With this all in mind, we can try some home supportive care to try to settle her stomach. To start, if she hasn’t just vomited (since otherwise we’d need to rest her stomach for a few hours first), then you can consider treating her with an antacid. Common OTC pet safe options would be: Pepcid (More Info/Dose @http://www.petplace.com/article/drug-library/library/over-the-counter/famotidine-pepcid), Zantac (More Info/Dose @ http://www.petplace.com/article/drug-library/library/over-the-counter/ranitidine-hcl-zantac), or Tagamet (More Info/Dose Here @ http://www.petplace.com/article/drug-library/library/over-the-counter/cimetidine-hcl-tagamet). Whichever you choose, we’d give this 20 minutes before food to allow absorption. Of course, do double check with your vet if she has a known health issues or is on any medications you haven't mentioned. Though if you give this and she cannot keep it down due to nausea that is usually a red flag that we need to bypass her mouth with injectable anti-vomiting medication from her vet.
Once that has had time to absorb and she is steadier on her stomach, you can consider starting her on a easily digestible diet like cooked white rice with boiled chicken, boiled white fish, cottage cheese, scrambled eggs, or meat baby food (as long as its garlic/onion free).

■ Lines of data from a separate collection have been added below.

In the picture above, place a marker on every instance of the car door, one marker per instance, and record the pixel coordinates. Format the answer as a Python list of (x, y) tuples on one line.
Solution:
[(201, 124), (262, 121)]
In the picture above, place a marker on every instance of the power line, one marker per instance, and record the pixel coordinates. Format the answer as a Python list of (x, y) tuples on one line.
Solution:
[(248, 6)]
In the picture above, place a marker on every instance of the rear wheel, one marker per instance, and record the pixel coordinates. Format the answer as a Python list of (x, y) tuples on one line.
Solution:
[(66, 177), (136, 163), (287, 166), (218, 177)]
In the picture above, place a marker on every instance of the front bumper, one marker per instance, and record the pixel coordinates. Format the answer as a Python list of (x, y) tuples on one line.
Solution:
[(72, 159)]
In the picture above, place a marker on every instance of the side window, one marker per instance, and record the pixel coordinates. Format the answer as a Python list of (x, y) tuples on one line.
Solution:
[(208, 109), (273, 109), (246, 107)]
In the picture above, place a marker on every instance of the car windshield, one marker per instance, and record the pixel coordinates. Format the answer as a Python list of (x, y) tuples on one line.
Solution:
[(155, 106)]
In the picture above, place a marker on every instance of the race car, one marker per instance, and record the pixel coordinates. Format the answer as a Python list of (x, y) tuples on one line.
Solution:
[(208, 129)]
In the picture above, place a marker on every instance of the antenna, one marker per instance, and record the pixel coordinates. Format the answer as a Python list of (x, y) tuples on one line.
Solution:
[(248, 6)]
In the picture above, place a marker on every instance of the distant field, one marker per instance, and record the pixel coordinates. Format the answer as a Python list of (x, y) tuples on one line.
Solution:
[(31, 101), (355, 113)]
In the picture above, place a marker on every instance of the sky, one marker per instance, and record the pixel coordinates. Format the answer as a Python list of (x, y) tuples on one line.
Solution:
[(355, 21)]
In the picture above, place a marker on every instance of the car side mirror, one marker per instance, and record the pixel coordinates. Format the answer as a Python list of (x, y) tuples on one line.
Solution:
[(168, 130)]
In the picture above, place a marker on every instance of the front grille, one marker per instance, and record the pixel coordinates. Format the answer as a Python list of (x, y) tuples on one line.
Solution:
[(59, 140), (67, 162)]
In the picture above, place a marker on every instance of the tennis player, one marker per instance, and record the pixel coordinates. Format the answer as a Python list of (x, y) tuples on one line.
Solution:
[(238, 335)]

There are also OTC vet diets that can be used (ie Hill’s I/D or Royal Canin’s sensitivity) too. The aim of these diets is that they will be better tolerated/absorbed by the compromised gut. Therefore, it should get more nutrients in and result in less GI upset and help settle her stools. You can also add fiber (ie canned pumpkin, all bran) to these meals to help bulk up her stools quicker. As well, an OTC canine probiotic would be of benefit for supporting her gut. As long as improvement is being seen, I usually advise continuing this until the signs are settled, and then weaning her slowly back to her normal diet.

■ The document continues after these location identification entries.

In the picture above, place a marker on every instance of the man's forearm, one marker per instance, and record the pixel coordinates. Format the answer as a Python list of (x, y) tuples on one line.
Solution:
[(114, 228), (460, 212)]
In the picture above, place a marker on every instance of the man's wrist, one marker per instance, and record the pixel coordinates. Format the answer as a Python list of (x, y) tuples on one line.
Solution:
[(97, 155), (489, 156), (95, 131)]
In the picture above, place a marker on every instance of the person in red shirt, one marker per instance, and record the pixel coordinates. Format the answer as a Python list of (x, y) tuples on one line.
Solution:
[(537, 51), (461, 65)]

Overall, there are a wide range of agents could trigger the signs we are seeing with Ruby. We don't need to starve her for 24 hours, but can rest her stomach and then start the above. Though any more vomiting or if she continues to pass urine in the house, then a check up would be ideal so that her vet can assess her hydration, rule out fever, test a urine sample and ensure there's nothing in her stomach that shouldn't be there or any sinister viruses present. Depending on their findings, her vet can treat her with injectable anti-nausea medication and antibiotics to settle this and get her back feeling like herself.